Ben duyunca bir anlamda en azından Refah'a giderler diye sevinmiştim, Gazze'nin bir sesini duyururlar dünyaya diye sevinmiştim. Madem bu kadar büyük taviz veriyorsunuz. Sisi ile yan yana durdular ve kardeşim Sisi dedi. Bundan 5 sene önce İstanbul sokaklarında seçim iki aday arasında değil, Sisi ile Binali arasında oyunuz Binali mi Sisi mi diye insanlara oy kullandırtan bir liderin Allah indinde aslında düştüğü zillet halinin temsilidir. Geçen seçim Binali mi Sisi mi dedin, şimdi Sisi kardeşinle seçime gidiyorsunuz.

Bir tek kamu görevlisi suçlu bulunmadı

İliç'te hala 9 işçimiz çıkartılamadı, yüreğimiz yanıyor. Kim bunu sorumlusu, devlet can emniyetini sağlar, devlet bu emniyetin gereğini yapar ve bu emniyeti tehdit eden kim olursa olsun cezalandırır. Ne oldu 1 hafta geçti, 6 asli kusurlu bulundu.

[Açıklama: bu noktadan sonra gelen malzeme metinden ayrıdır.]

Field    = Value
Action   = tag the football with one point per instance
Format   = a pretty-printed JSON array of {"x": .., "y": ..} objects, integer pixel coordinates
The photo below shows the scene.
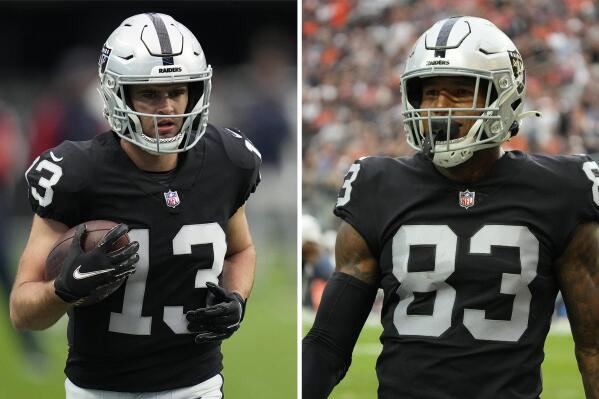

Borulama şefi asli kusurlu ama oraya o maden için ÇED ruhsatı veren bakan suçlu değil öyle mi, o şirketin genel müdür suçlu değil öyle mi. Bu kadar felaket yaşandı 10 binlerce vatandaşımız depremde hayatını kaybetti. Küçük müteahhitler tutuklandı büyük müteahhitlere kimse dokunmadı. Bir tek kamu görevlisi suçlu bulunmadı, Nurdağı'nın belediye başkanı ve imar müdürü dışında. Kim verdi o izinleri, emin olun Allah muhafaza yarın İstanbul'da deprem olsa yine böyle küçük işçileri suçlu görürler de İstanbul'a ihanet ettik diyen Cumhurbaşkanı kenara çekilir.

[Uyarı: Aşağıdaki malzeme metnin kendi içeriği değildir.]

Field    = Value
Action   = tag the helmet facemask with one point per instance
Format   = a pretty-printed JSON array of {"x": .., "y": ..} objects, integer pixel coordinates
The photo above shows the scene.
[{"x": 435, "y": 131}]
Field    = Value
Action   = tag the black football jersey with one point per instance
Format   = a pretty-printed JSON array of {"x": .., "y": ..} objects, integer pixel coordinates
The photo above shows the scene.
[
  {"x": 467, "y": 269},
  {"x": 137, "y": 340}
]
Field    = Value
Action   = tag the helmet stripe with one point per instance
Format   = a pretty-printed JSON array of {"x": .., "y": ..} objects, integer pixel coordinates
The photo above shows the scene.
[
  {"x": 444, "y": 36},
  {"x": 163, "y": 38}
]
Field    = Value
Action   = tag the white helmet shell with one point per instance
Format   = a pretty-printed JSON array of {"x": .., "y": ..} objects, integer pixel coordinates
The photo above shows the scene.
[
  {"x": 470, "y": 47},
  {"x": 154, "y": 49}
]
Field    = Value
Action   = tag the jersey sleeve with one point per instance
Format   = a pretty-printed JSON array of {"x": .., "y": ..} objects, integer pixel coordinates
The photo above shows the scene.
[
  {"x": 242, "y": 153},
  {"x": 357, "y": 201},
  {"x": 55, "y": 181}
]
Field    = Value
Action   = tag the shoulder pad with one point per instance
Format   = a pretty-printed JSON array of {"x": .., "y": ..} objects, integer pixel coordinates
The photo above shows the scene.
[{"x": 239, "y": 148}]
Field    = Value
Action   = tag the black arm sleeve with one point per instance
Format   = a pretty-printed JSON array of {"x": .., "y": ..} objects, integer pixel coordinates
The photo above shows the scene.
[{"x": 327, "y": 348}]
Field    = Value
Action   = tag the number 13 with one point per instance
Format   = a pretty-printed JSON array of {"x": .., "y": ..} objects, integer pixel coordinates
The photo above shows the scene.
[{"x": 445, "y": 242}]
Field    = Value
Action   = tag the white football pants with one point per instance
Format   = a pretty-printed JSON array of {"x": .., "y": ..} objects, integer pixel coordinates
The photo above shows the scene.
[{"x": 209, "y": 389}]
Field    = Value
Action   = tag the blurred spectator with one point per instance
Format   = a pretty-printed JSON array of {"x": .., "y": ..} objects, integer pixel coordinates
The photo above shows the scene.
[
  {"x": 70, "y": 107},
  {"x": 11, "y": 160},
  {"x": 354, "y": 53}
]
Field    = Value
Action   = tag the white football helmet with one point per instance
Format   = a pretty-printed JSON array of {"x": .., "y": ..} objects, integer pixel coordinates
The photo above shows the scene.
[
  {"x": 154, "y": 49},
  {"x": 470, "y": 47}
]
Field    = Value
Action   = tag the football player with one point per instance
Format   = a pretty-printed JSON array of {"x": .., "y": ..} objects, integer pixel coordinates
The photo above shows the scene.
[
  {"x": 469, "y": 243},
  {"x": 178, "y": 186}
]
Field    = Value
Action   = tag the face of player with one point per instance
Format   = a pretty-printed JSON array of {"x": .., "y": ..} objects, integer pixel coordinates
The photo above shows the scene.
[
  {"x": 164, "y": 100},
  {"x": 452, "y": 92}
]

Bugün böyle bir facia karşısında kimse altın madeninin geliri nedir, ne kadarı Türkiye'de kalıyor bunun hesabı içinde değil. 23 milyar dolarlık kapasiteden bahsediyor Türkiye'ye kalan altın ruhsatlarından kalan bir kaç yüz milyar dolar.

Medyanın başlıkları yüzlerce ton toprak kaydı, toprak böyle yuttu, dağ yürüdü, yığma tepe işçileri yuttu. Suçlu dağ, suçlu toprak, suçlu işçiler ama ülkeyi yönetenler suçlu değil. Eğer böyle bir facia başka bir dönemde yaşansaydı dağı toprağı mı suçlardık yoksa onları mı suçlardık.

Kahire'deki Gazze'ye insani yardım yapan kuruluşları bile ziyaret etmedi

Mısır konusunda gerçekten ümit ettim Refah Kapısı'na giderler ve mesaj verirler diye. Gazze'de katliam bütün hızıyla devam ediyor ve Refah emin bölge diye insanların gitmesini sağlık verdikleri Refah da bombalanıyor. 30 bini aşkın kardeşimiz hayatını kaybetmiş ve Sayın Erdoğan Kahire'de. Niye gidersiniz Kahire'ye sadece ikili ticaret mi. İspanya Başbakanı da gitti Kahire'ye ama niye gitti biliyor musunuz, Refah'a gitmek için gitti ve aldı Refah Kapısı'nın önünde İsrail'e hitap etti.

Sayın Cumhurbaşkanı Kahire'ye gitti kardeşim Sisi dedi ama Kahire'deki Gazze'ye insani yardım yapan kuruluşları bile ziyaret etmedi. İstiyor ki 4 ayı aşkın süren soykırım karşısında herkes hazmetsin bu soykırımı ve iktidarı hiç eleştirmesin. Sayın Erdoğan hazmetmiyoruz böyle hamaset yüklü ama eylem noksanlı tavrınız hazmetmiyoruz.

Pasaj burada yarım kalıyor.